Monthly Archives: January 2006

The difference between a rut and a grave

“The difference between a rut and a grave is the depth.” – Gerald Burrill

When Sarah and I were married, we chose sides of the bed. Sarah chose the side closest to the bathroom. I got the other side. But, Sarah insisted that we change sides every few nights. She didn’t want to be like an old married couple always sleeping on the same side. That didn’t last too long. She never slept well on my side. She kept saying something about me breathing too loud and not wanting to sleep on her right side. Now we are in our second house, and the bathroom has changed sides, but we haven’t. At less than three years of marriage, we are already an old married couple.

Good thing we flip the mattress every few months, or those ruts would start getting pretty deep.

No news on Abraham Lincoln, yet

Greg and his mom, Karen, had a video chat today on their computers. They discussed Land of Abe.

Karen: Are you getting a lot of visitors to your Web site?

Greg: We’ve gotten over 1,000 hits this month.

Karen: Are people going there by accident?

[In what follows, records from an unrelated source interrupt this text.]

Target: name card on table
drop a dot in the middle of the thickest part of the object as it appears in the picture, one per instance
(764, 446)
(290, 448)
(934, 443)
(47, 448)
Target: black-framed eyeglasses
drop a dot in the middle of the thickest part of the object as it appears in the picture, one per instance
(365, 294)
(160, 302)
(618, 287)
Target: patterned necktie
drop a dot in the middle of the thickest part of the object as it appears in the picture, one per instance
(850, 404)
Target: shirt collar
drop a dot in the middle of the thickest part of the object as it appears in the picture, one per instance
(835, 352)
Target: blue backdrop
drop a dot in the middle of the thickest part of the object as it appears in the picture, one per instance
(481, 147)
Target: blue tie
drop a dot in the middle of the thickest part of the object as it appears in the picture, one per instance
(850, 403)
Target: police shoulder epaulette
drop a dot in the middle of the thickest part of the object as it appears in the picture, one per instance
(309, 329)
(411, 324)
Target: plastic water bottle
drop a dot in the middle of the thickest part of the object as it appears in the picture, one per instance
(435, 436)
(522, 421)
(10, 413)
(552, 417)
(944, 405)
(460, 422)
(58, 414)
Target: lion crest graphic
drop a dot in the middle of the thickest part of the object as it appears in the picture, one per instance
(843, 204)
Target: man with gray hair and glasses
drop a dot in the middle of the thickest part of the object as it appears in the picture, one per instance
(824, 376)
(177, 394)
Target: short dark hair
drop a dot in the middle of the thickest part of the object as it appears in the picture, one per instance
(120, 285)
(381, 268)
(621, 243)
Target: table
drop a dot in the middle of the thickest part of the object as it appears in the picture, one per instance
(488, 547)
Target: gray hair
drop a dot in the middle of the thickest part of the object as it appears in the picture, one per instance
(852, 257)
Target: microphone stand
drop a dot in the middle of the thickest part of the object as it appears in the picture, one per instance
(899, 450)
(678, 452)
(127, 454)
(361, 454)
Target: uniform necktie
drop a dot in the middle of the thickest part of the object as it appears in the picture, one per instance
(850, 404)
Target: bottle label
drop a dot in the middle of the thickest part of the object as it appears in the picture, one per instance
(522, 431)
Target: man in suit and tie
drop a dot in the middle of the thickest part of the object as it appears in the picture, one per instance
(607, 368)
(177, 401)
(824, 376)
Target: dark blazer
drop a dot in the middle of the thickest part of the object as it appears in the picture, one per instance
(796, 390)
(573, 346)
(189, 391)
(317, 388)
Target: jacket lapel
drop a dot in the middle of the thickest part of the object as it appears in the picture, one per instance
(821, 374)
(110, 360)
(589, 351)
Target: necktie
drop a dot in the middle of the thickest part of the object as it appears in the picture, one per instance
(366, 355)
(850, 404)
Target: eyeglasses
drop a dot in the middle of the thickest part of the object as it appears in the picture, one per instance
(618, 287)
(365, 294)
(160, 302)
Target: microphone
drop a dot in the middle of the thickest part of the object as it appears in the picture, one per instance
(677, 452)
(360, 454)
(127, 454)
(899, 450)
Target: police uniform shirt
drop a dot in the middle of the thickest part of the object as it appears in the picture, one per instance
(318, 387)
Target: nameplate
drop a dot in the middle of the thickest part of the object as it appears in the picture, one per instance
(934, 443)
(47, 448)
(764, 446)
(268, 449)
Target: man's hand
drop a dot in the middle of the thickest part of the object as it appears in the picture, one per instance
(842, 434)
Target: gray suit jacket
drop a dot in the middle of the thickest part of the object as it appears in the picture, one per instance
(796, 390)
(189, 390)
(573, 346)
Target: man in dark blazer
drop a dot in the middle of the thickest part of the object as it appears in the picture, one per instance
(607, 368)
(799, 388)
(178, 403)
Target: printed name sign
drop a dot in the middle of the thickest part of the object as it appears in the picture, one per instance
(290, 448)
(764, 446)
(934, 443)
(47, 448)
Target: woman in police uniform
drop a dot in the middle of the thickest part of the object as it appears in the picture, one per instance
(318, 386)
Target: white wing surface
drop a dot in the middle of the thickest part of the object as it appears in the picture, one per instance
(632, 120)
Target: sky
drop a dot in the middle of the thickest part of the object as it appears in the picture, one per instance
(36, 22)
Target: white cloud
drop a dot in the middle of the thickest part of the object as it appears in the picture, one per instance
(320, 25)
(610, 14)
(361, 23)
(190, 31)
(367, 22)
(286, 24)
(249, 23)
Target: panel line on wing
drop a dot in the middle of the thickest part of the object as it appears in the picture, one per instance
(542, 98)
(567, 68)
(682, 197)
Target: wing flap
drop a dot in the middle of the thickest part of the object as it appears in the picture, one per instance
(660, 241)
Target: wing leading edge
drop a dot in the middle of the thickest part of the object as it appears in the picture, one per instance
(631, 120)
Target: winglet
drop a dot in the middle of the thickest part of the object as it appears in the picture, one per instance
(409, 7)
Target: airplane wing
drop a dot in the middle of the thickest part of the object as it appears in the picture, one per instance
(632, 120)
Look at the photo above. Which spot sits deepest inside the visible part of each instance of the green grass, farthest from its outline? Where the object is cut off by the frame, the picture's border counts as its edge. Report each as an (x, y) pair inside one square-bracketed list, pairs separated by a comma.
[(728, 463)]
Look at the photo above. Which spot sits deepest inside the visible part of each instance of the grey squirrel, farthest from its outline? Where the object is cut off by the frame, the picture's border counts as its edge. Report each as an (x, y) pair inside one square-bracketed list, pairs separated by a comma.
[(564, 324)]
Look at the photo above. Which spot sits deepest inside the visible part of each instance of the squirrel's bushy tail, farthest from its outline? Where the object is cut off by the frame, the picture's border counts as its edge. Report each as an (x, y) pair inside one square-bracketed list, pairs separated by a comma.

Ouch, an arrow plunged into my feeble, little heart. Karen meant no offense, of course, and Greg then explained how people find blogs.
We have tried to make the site enjoyable for our readers. Most of our hits come from search engine bots. We like to think the few human visitors we get find at least mild entertainment here and maybe even come here on purpose. If nothing else, reading the posts might offer reassurance that there is always someone out there who is a little loonier than you.
So if you were looking for Lincoln, sorry about this. But our Abe is cool too!

The Truth about Abe

Greg and I have contemplated a trip to Europe, but one thing has been holding us back. The fuzzy little monster. We feel OK about boarding Winston for a week or two as he already spends most of his time in one position even though he has a vast kingdom to roam. But Abe can’t stand to be locked up, and he really can’t stand to be away from people.
Well, wonder of wonders, James, a friend of ours, has expressed interest in dog-sitting if we go on vacation.
Greg told James some of the details of dog duty: water, supper, bathroom breaks, and a walk if you have time. Greg said walks are not essential, but they are a good idea because Abe is a “Chic Magnet.”
Upon hearing that, James said he would walk Abe at Town Lake, where many chics hang out.
I always knew Greg got Abe to try to scare off his wrinkled old prune of a wife. As soon as he gets rid of me, the chics will come flocking.